No dijo nada y volvió a caer pesadamente sobre el asiento, con el rostro rojo y congestionado, como fulminado por un repentino malestar. Después farfulló con despecho:

—Le pago para que me lleve a donde quiero y no para que fisgonee lo que hago en el taxi.

Era una idea fija en él eso de que el dinero pudiera cerrar todas las bocas, sobre todo su dinero. Yo no contesté y durante el resto del recorrido permanecimos inmóviles, uno junto a otro, sin tocarnos. Las luces de la ciudad entraban por la ventanilla, nos iluminaban un instante las caras y las manos y después desaparecían. Me parecía extraño hallarme junto a aquel hombre cuya existencia ignoraba unas horas antes y correr en su compañía hacia mi casa, para darme a él como a un querido amante. Estas reflexiones me hicieron breve el viaje. Tuve casi un estremecimiento de asombro al ver que el taxi se detenía en mi calle, en la puerta de mi casa.

En la escalera dije a Giacinti en la oscuridad:

—Por favor, no hagas ruido al entrar; vivo con mi madre.

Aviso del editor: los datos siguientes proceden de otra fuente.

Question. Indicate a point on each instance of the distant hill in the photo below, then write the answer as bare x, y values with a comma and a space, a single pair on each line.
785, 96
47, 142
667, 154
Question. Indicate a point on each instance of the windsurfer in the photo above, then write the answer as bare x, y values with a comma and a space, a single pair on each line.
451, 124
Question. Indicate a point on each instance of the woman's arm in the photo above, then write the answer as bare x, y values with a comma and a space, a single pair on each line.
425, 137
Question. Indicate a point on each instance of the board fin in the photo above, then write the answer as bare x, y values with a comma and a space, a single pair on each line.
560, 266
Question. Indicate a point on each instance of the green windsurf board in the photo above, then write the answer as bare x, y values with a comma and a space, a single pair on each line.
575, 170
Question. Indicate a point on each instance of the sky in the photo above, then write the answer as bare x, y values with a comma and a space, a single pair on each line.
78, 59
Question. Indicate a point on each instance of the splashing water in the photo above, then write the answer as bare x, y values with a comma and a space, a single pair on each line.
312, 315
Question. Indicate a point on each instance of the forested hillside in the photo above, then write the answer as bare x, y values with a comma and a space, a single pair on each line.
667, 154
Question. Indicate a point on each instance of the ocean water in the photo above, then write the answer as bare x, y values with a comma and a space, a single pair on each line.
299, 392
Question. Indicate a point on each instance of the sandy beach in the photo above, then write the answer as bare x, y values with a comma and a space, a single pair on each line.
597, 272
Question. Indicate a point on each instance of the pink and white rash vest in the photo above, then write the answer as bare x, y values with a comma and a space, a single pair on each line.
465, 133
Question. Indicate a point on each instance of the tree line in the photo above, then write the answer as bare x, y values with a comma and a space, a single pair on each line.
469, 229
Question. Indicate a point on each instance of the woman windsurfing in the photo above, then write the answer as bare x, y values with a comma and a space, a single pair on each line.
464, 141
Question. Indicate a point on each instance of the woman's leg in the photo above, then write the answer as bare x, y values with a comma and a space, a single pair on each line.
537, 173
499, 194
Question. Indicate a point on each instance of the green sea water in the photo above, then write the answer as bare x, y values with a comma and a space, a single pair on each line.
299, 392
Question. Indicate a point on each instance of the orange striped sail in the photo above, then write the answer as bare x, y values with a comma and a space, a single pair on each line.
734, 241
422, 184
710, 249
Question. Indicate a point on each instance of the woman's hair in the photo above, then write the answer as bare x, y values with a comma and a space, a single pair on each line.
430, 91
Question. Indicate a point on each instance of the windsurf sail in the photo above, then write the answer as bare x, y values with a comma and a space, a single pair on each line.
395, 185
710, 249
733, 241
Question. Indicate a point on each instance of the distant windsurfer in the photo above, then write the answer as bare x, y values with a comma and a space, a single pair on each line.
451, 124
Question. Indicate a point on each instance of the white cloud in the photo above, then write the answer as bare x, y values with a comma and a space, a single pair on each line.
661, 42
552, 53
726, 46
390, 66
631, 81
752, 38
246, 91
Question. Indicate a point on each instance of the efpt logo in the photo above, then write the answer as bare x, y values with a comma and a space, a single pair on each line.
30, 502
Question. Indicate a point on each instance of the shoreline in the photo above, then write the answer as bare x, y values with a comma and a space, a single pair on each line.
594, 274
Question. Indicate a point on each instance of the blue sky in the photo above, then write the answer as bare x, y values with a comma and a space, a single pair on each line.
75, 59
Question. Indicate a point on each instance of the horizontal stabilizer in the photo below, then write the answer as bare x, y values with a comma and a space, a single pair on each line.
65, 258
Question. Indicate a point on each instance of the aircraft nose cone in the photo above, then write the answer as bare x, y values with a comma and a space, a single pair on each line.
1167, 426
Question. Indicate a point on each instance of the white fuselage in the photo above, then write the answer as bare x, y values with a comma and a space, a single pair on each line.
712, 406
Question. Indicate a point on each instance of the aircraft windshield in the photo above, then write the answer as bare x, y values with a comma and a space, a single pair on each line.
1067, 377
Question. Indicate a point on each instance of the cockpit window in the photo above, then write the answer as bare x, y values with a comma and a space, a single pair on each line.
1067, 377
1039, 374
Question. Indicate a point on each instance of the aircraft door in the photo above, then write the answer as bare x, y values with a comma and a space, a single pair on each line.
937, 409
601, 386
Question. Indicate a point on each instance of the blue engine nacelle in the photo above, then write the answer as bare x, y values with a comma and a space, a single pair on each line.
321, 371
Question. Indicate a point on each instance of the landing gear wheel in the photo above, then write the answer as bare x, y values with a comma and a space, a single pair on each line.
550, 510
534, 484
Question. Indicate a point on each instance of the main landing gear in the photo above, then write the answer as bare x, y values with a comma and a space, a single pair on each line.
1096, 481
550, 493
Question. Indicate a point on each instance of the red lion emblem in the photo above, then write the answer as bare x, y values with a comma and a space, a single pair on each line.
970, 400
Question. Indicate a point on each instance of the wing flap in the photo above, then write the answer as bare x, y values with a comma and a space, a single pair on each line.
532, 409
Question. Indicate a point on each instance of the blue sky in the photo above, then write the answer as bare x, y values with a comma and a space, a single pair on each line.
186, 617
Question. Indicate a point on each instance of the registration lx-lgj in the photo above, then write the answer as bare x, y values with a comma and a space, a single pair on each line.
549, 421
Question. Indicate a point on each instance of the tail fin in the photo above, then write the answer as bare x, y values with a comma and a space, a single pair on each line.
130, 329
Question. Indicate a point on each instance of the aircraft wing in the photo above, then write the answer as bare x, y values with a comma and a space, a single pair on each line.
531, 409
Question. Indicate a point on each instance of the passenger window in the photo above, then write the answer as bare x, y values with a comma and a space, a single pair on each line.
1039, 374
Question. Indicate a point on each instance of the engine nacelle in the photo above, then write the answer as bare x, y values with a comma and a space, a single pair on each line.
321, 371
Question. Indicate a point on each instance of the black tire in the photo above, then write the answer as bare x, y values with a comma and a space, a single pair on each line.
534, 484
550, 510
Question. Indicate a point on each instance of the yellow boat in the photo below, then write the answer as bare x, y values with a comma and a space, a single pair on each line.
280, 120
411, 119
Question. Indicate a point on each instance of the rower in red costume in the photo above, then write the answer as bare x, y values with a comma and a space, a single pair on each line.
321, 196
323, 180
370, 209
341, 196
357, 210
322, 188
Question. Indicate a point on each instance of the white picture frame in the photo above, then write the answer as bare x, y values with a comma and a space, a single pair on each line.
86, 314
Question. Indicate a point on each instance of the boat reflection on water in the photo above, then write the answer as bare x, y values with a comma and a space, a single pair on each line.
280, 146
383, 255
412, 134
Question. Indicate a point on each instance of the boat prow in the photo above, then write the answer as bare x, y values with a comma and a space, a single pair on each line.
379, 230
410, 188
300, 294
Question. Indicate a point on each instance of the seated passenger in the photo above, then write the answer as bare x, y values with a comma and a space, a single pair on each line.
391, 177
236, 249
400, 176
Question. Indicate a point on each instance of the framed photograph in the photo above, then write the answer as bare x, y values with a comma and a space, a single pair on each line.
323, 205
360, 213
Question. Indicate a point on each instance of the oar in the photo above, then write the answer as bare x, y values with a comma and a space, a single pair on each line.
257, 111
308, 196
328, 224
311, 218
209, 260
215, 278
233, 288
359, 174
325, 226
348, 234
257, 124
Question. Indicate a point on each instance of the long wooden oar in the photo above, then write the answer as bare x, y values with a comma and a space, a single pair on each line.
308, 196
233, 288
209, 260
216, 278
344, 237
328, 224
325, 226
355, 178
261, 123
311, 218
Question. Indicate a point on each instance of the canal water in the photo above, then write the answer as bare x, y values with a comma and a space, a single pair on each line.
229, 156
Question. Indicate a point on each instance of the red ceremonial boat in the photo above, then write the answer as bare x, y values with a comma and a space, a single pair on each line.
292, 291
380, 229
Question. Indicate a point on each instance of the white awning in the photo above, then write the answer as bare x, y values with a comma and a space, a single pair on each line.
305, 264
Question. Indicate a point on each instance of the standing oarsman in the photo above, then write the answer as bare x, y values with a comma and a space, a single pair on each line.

—No te preocupes, muñeca —contestó.

Al llegar al descansillo, abrí la puerta. Giacinti estaba detrás de mí, lo cogí por la mano y sin encender luces, lo llevé a través del recibidor hasta la puerta de mi habitación, que era la primera a la izquierda. Le hice entrar delante, encendí la lámpara que había junto al lecho y desde el umbral dirigí a mis muebles una mirada que parecía un adiós. Contento de haber encontrado una habitación nueva y limpia cuando quizá temía verse entre miseria y suciedad, Giacinti exhaló un suspiro de satisfacción y se quitó el abrigo echándolo sobre una silla. Le dije que me esperara y salí del cuarto.